If you’re getting started with modular software development, I can give you a few tips. You really don’t need any of those terribly complicated frameworks like Maven or OSGi. All you need is a good IDE like Eclipse and a bit of determination.

You have to be careful to manage the boundaries between modules. Eclipse can help you a great deal with this. Put each module in its own directory. In your Eclipse workspace, set up a separate project for each module, and add dependent projects in each project build path. This way you can never introduce cyclic dependencies or go across module boundaries. Eclipse will simply refuse to find the class and flag it as a compiler error.

For example, here is how I’ve set up BridgeDb in eclipse. In the package explorer you see that I’ve defined a separate project for each module in BridgeDb.

And to complete the example, here is how I configured the build path for the org.bridgedb.bio module. As you can see, the org.bridgedb project is listed as its sole dependency.

BridgeDb paper published

January 12th, 2010

I’m very happy that our paper on BridgeDb was accepted by BMC Bioinformatics. It’s open access so download it to your hearts content. BridgeDb is all about identifier mapping, which I blogged about before (here, here and here).

BridgeDb lets you find cross-references for identifiers, but BridgeDb is not simply a cross-reference database. BridgeDb provides a standard method to access other cross-reference databases. And because of that level of standardization, you can easily decide to switch to a different source of cross-references.

Deepak Singh uses the term “middleware”, which is a good way to explain it, if that sort of word means anything to you.

But let me try to explain in a different way. BirdgeDb is really a travel adapter. Suppose you’re in Japan and you’ve brought some gear like a laptop, cell phone and a nintendo DS (just in case you get stuck in a blizzard while transferring at CDG). Much to your dismay you discover, after checking into your hotel, that none of your plugs fit in Japanese electrical sockets. So what do you do? Do you go down to Akihabara and spend a grand on a new laptop, phone and portable video game unit? Or do you buy a travel adapter for $1.95?

Just like there are many different power plugs around the world, there are many databases that do identifier mapping. And just like travel adapters let you plug in your laptop anywhere, no matter what country, BridgeDb lets you use your favorite bioinformatics tool, no matter what the source of identifier mappings is (Provided that the tool uses BridgeDb).

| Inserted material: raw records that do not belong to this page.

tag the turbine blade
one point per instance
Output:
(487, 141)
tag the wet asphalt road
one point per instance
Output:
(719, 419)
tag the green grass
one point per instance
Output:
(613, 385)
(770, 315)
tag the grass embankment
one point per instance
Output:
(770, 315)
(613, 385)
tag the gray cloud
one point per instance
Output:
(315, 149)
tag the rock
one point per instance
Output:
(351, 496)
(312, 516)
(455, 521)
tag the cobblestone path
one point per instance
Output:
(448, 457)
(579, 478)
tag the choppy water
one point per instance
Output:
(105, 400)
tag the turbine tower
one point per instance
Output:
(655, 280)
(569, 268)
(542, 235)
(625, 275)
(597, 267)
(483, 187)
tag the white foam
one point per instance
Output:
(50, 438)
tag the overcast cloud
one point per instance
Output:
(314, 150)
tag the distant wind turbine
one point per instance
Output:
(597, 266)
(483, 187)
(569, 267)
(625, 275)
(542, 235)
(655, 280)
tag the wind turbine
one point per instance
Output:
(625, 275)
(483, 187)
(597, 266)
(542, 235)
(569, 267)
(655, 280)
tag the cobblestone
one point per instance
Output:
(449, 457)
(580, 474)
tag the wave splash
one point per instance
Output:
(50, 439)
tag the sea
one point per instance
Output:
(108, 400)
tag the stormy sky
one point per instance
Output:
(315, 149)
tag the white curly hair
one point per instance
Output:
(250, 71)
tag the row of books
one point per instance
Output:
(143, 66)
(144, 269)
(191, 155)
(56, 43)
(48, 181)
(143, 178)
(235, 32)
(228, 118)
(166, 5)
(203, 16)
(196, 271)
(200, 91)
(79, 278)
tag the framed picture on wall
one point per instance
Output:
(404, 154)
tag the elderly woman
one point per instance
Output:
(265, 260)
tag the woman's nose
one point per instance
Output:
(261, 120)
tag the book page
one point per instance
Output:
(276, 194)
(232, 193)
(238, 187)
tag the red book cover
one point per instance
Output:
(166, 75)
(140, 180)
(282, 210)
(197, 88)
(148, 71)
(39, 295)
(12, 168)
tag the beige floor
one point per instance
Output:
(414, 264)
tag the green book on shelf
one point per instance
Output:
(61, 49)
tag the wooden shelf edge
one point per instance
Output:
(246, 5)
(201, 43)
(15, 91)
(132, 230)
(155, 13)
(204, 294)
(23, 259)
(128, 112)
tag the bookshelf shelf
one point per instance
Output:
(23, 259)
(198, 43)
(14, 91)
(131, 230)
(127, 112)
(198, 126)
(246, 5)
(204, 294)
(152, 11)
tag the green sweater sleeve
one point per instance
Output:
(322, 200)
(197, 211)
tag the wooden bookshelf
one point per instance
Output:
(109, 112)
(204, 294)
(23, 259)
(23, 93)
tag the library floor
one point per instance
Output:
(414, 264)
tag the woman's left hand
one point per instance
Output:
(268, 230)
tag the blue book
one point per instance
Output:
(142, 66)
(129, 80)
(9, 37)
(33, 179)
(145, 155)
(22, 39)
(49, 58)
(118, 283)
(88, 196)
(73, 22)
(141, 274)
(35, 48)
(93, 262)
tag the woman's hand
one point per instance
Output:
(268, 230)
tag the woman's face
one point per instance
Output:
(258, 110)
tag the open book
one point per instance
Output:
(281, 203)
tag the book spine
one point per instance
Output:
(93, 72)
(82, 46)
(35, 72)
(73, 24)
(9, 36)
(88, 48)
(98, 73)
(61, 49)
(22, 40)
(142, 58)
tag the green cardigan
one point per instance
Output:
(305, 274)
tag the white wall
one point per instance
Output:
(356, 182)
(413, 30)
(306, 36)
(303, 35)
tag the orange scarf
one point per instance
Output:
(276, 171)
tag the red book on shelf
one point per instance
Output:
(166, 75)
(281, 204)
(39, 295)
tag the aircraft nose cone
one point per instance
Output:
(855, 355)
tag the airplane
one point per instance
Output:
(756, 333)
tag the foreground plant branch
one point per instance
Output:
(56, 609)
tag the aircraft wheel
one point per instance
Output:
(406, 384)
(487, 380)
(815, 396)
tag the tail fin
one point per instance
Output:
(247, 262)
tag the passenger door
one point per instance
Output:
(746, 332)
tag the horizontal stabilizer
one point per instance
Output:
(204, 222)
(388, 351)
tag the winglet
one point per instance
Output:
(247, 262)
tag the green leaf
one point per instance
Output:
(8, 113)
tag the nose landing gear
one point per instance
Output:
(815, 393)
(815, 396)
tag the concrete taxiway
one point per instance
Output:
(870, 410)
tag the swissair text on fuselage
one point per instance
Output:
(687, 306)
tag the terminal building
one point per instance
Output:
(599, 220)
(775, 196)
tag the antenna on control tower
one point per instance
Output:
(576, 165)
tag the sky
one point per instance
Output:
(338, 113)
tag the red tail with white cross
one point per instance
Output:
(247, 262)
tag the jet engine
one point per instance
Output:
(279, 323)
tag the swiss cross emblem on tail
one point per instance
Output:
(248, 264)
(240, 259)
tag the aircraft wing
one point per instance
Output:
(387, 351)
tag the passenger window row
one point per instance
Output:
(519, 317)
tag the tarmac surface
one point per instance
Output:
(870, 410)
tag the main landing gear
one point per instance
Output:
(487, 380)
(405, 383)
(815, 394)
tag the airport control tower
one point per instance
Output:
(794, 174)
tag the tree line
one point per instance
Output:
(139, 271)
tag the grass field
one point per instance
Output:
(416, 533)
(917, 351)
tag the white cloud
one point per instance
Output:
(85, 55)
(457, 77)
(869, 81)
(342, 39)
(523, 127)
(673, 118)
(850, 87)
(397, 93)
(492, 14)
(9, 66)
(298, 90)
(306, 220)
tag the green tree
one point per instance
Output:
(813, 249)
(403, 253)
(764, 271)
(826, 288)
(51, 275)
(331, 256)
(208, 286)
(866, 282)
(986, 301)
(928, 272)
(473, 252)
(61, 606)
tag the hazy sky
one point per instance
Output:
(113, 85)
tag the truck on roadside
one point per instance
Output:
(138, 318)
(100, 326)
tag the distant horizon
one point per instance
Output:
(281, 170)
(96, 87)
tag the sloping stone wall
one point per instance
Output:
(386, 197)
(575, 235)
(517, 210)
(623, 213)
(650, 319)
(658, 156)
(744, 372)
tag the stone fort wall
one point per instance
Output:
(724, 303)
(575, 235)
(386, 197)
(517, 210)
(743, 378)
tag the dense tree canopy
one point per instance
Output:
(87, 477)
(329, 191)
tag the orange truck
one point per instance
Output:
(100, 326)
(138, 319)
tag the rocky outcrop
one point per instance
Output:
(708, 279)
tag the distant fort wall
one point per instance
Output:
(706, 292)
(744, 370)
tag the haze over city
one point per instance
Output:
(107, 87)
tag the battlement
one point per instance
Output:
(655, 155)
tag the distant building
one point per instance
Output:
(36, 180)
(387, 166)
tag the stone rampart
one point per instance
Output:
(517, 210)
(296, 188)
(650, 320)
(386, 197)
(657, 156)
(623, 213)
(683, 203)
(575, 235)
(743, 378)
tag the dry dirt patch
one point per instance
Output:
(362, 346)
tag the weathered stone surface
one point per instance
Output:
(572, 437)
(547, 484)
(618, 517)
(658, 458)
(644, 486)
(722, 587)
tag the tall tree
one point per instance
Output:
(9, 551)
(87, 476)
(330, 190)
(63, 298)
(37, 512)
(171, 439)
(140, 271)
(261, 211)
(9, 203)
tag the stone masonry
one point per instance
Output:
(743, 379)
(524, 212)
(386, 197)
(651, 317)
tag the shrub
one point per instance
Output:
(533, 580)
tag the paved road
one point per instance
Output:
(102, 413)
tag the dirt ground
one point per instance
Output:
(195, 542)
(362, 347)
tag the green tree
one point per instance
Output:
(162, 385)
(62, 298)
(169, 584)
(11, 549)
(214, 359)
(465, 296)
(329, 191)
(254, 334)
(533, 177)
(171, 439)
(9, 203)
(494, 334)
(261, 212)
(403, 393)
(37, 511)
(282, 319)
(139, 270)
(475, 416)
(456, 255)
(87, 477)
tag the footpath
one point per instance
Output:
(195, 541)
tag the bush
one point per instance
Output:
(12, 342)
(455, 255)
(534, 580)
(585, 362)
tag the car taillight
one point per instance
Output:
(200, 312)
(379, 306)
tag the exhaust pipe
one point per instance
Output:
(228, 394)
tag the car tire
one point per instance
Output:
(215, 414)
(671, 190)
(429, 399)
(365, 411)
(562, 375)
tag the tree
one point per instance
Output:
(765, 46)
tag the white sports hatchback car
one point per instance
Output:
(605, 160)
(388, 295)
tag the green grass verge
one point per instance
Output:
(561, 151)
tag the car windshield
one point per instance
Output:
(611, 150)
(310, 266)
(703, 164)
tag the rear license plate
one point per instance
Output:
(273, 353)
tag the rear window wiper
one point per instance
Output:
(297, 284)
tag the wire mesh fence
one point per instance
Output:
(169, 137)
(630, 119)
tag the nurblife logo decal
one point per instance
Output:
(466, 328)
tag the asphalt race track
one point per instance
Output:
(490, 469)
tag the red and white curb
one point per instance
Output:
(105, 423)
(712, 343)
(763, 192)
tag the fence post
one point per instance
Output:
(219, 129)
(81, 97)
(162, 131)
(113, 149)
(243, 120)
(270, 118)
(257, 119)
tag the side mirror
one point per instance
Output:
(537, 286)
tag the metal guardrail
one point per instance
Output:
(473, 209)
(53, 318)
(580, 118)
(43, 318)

Power plugs around the world

It’s important to realize that BridgeDb is simply a conduit of information. It does not calculate cross-references from scratch, nor does it give any guarantees about the validity of those cross-references. You shouldn’t ask if BridgeDb provides better identifier mappings. That is like asking if a travel adapter provides better electricity. You still depend on the power company to give you a stable source of electricity. The travel plug just gives you flexibility to adapt to different circumstances.